DAVID: I don't ignore theodicy. I have a vastly different view than you. Free will released evil in humans, not God.

Your all-knowing God created bacteria and viruses and humans in the full knowledge of all the harm (as well as the good) that they would do. If a scientist produced a robot which he knew would do lots of wonderful things but would also go round murdering people, you would not hesitate to condemn him. (That is actually the fear now being expressed by a number of scientists working in AI.) Your defence of your God is that he gave us free will. The prosecution will say that he knew he was creating murderers, and did so of his OWN free will.
The case of murderous bacteria and viruses raises another issue: do they have free will? If evil bacteria and viruses have free will, then clearly they must have the autonomous intelligence to make their own choices. (If they don't have free will, then your God has no defence at all!) And if the baddies have autonomous intelligence, it stands to reason that the goodies must also have autonomous intelligence. What a neat way to dovetail two of our controversial topics. :-)

DAVID: The tiny incidents of biochemical errors remain and build into larger numbers, so you pounce on a collective, which does not represent the system's efficiency.

The biochemical errors throw doubt on your all-powerful God’s efficiency. The deliberate creation of “evil” throws doubt on his all-goodness, and is compounded by his all-knowingness. Hence the problem of theodicy.

dhw: […] Since we agree that he would only have created what he wanted to create, in your scenario he must therefore have wanted all the evil he knew would happen. […]

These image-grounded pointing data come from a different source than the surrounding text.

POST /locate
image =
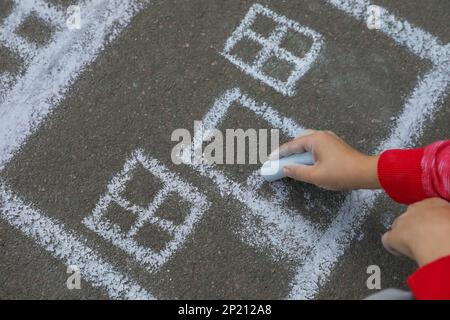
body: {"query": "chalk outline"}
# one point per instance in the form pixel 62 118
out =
pixel 422 104
pixel 286 232
pixel 171 184
pixel 425 97
pixel 271 48
pixel 29 102
pixel 406 134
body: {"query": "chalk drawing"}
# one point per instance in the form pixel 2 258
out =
pixel 49 71
pixel 271 48
pixel 27 100
pixel 425 99
pixel 172 184
pixel 67 247
pixel 266 223
pixel 25 103
pixel 423 102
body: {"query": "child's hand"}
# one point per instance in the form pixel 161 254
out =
pixel 337 165
pixel 422 232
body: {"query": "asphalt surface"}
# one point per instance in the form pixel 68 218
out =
pixel 163 72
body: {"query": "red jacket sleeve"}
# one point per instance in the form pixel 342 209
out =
pixel 410 176
pixel 432 281
pixel 413 175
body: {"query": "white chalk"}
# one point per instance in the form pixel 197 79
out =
pixel 272 170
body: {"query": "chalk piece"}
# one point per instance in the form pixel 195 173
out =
pixel 272 170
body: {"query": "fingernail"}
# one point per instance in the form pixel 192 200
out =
pixel 275 155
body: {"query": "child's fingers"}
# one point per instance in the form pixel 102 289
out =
pixel 300 172
pixel 298 145
pixel 387 244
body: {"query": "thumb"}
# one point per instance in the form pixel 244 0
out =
pixel 300 172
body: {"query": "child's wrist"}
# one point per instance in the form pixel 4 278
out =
pixel 369 173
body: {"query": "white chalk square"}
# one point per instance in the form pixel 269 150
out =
pixel 270 48
pixel 150 258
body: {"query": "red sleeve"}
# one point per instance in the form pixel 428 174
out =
pixel 432 281
pixel 413 175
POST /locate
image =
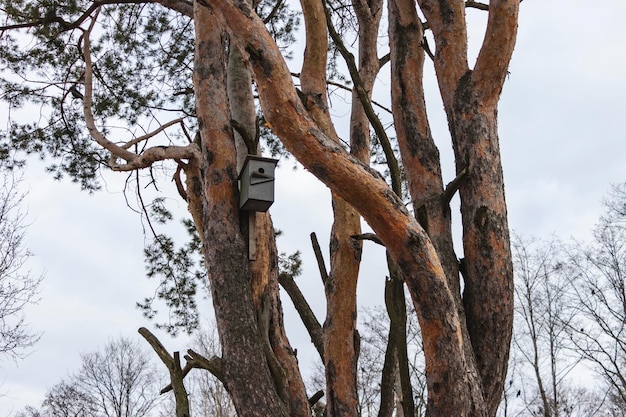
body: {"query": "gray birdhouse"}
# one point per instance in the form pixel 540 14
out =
pixel 257 183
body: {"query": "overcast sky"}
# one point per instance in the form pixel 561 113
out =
pixel 563 141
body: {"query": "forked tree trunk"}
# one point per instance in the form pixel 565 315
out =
pixel 465 344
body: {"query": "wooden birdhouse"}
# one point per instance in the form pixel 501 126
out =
pixel 256 189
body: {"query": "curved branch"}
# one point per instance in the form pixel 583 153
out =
pixel 476 5
pixel 181 6
pixel 379 129
pixel 152 134
pixel 496 51
pixel 134 161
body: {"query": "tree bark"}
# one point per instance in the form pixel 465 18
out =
pixel 246 373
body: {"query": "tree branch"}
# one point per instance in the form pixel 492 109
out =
pixel 392 161
pixel 476 5
pixel 368 236
pixel 453 187
pixel 496 51
pixel 319 257
pixel 134 161
pixel 304 310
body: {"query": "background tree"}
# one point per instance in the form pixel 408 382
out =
pixel 599 274
pixel 540 383
pixel 117 381
pixel 107 75
pixel 18 288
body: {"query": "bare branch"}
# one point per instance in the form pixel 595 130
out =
pixel 476 5
pixel 134 161
pixel 153 133
pixel 453 187
pixel 319 257
pixel 304 310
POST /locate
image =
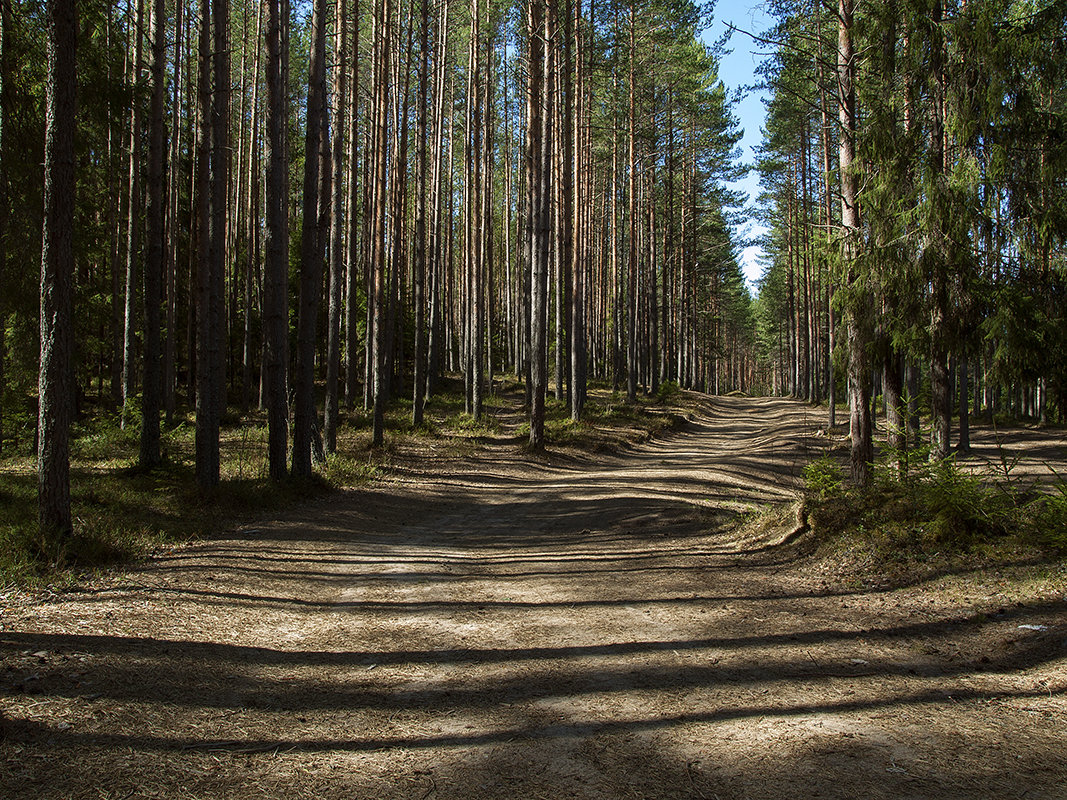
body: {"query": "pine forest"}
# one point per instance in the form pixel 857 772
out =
pixel 504 399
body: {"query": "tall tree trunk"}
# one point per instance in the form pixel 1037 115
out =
pixel 418 399
pixel 56 384
pixel 579 234
pixel 632 365
pixel 4 81
pixel 355 223
pixel 170 229
pixel 316 205
pixel 336 232
pixel 213 187
pixel 154 262
pixel 940 382
pixel 378 362
pixel 862 450
pixel 539 159
pixel 132 220
pixel 276 268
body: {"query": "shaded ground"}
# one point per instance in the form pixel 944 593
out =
pixel 506 627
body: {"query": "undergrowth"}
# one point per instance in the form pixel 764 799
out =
pixel 934 512
pixel 122 512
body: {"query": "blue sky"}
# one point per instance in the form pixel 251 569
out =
pixel 737 69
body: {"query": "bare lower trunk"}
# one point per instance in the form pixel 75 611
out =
pixel 56 382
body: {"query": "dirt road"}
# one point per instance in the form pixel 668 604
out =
pixel 506 628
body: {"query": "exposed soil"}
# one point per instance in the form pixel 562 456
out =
pixel 502 626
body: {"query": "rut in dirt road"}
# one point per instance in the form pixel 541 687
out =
pixel 518 630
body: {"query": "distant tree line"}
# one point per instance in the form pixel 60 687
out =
pixel 302 207
pixel 913 172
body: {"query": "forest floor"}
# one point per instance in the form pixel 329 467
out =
pixel 496 625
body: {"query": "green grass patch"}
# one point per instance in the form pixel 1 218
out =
pixel 937 514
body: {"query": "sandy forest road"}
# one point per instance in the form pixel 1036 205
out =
pixel 507 630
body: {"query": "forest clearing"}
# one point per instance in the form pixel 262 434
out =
pixel 495 625
pixel 445 399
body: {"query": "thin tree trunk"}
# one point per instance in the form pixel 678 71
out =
pixel 56 384
pixel 336 232
pixel 154 262
pixel 862 451
pixel 133 220
pixel 316 208
pixel 540 94
pixel 276 268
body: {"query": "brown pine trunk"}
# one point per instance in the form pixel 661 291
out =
pixel 539 158
pixel 154 262
pixel 276 245
pixel 337 222
pixel 316 209
pixel 632 365
pixel 862 451
pixel 940 381
pixel 56 384
pixel 132 221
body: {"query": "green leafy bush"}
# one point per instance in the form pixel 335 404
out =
pixel 823 477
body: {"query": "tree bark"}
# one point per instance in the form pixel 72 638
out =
pixel 56 380
pixel 276 267
pixel 132 220
pixel 154 262
pixel 316 209
pixel 336 232
pixel 862 450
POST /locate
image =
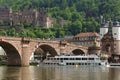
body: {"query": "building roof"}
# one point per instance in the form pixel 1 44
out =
pixel 87 34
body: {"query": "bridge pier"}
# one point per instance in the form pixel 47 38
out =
pixel 25 55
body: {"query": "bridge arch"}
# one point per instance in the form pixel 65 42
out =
pixel 13 56
pixel 78 52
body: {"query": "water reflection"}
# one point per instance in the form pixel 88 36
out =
pixel 44 72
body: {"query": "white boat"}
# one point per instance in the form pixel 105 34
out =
pixel 91 60
pixel 114 64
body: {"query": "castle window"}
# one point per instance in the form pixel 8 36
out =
pixel 115 34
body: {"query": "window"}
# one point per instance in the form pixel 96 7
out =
pixel 115 33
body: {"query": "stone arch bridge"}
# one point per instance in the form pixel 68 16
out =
pixel 19 50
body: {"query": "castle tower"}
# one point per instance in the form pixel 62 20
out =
pixel 103 28
pixel 107 40
pixel 116 36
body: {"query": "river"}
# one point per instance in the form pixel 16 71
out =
pixel 45 72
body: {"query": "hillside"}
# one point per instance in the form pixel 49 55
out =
pixel 84 16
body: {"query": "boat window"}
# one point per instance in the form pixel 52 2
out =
pixel 71 58
pixel 61 58
pixel 84 58
pixel 65 58
pixel 48 58
pixel 78 58
pixel 57 58
pixel 91 58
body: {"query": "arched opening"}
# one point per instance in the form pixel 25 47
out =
pixel 42 52
pixel 78 52
pixel 12 55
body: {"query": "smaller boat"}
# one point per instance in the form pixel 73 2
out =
pixel 91 60
pixel 114 64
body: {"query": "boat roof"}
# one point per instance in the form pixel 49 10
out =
pixel 79 56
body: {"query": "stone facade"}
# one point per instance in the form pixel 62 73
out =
pixel 19 50
pixel 34 17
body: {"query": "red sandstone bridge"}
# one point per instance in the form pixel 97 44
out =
pixel 19 50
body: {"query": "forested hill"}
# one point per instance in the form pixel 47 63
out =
pixel 84 15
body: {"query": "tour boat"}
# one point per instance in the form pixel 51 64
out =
pixel 91 60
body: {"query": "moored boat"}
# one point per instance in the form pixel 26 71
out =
pixel 91 60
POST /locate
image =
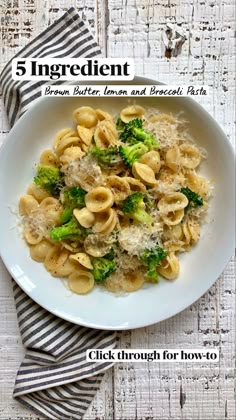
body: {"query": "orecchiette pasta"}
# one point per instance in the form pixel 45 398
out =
pixel 103 115
pixel 135 185
pixel 144 173
pixel 38 193
pixel 85 217
pixel 133 281
pixel 119 187
pixel 27 205
pixel 81 281
pixel 86 135
pixel 105 134
pixel 105 221
pixel 152 159
pixel 57 262
pixel 99 199
pixel 83 259
pixel 31 236
pixel 38 252
pixel 48 158
pixel 70 154
pixel 114 202
pixel 85 116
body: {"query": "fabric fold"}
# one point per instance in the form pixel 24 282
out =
pixel 55 380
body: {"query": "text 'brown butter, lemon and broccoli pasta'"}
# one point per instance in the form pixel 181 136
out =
pixel 116 200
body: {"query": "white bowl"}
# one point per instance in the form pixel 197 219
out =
pixel 100 309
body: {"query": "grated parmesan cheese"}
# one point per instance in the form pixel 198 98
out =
pixel 84 172
pixel 135 239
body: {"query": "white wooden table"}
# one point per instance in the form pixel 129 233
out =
pixel 134 28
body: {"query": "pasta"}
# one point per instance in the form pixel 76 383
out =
pixel 116 200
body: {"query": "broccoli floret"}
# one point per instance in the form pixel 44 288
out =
pixel 194 199
pixel 134 132
pixel 103 267
pixel 132 153
pixel 71 230
pixel 152 258
pixel 105 157
pixel 128 134
pixel 120 124
pixel 72 198
pixel 134 207
pixel 50 179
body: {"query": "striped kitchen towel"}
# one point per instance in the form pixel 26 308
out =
pixel 54 379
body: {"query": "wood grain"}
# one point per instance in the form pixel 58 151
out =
pixel 135 29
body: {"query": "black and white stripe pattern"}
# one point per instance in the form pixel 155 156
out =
pixel 54 379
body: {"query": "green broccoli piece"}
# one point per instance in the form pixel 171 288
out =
pixel 134 207
pixel 132 153
pixel 71 230
pixel 134 132
pixel 152 258
pixel 50 179
pixel 103 267
pixel 194 199
pixel 120 124
pixel 72 198
pixel 105 157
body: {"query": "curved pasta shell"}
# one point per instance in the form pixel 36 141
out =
pixel 173 158
pixel 96 245
pixel 132 112
pixel 31 236
pixel 67 142
pixel 38 193
pixel 70 246
pixel 144 173
pixel 173 233
pixel 27 205
pixel 133 280
pixel 85 116
pixel 81 282
pixel 86 135
pixel 174 246
pixel 106 135
pixel 61 134
pixel 57 262
pixel 164 118
pixel 119 187
pixel 52 211
pixel 169 267
pixel 172 202
pixel 190 156
pixel 70 154
pixel 39 251
pixel 85 217
pixel 99 199
pixel 152 159
pixel 48 158
pixel 191 231
pixel 104 221
pixel 134 184
pixel 103 115
pixel 48 201
pixel 83 259
pixel 197 183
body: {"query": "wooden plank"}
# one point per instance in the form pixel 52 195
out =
pixel 134 28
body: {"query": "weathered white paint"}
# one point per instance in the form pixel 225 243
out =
pixel 135 28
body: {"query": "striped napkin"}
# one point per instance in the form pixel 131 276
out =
pixel 54 379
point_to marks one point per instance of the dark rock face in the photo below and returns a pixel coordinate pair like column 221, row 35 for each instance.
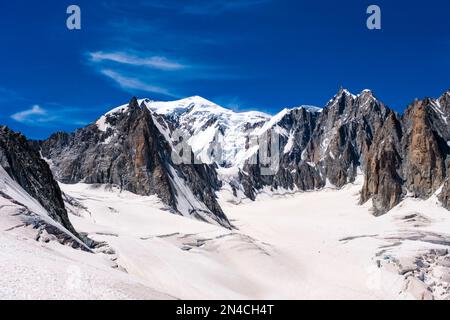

DAVID: The wrong conclusion. Yes, God created our free will, but that means He wanted humans to handle the problem we create, and we do, as best we can.

Thank you for supporting the concept of a free-for-all, which you readily accept for humans but totally reject as an explanation for the rest of life’s history. I have no objections to that concept. However, it doesn’t alter the fact that your God deliberately created all the potential for evil since he knew in advance all the harm that his humans and his bacteria and viruses and his disease-causing mistakes would cause.

dhw: When we try to ascertain his purpose/s, you come up with just one: to create us and our food. You have no idea why he therefore created 99 out of 100 species that had no connection with us and our food. When you tell us you are certain that he enjoys creating and is interested in his creations, and wants our recognition, and that we “reflect” him (so he and we have thought patterns and emotions in common), you contradict yourself by claiming that these aspects of his personality make him too human. And it is patently absurd to claim that they could not at least be part of his purpose/s.

DAVID: That humans are/were His goal does not make Him into the tunnel-visioned caricature of a God you always distort. By comparison your experimenting God is directionless, waiting for the results of each experiment to tell him what to try next.

It is your own God who is tunnel-visioned, since you restrict him to the single purpose of creating us and our food, thereby making him a messy, cumbersome, inefficient (all your own words) caricature of a God, because he proceeds to design 99 out of 100 life forms that have no connection with his one and only purpose. By contrast, ONE of my theories has him with the same “direction” as yours, but experimenting – just like us humans – to find the best formula, while the other two are as bolded above, again following thought patterns which you accept although you desperately try to ignore their implications.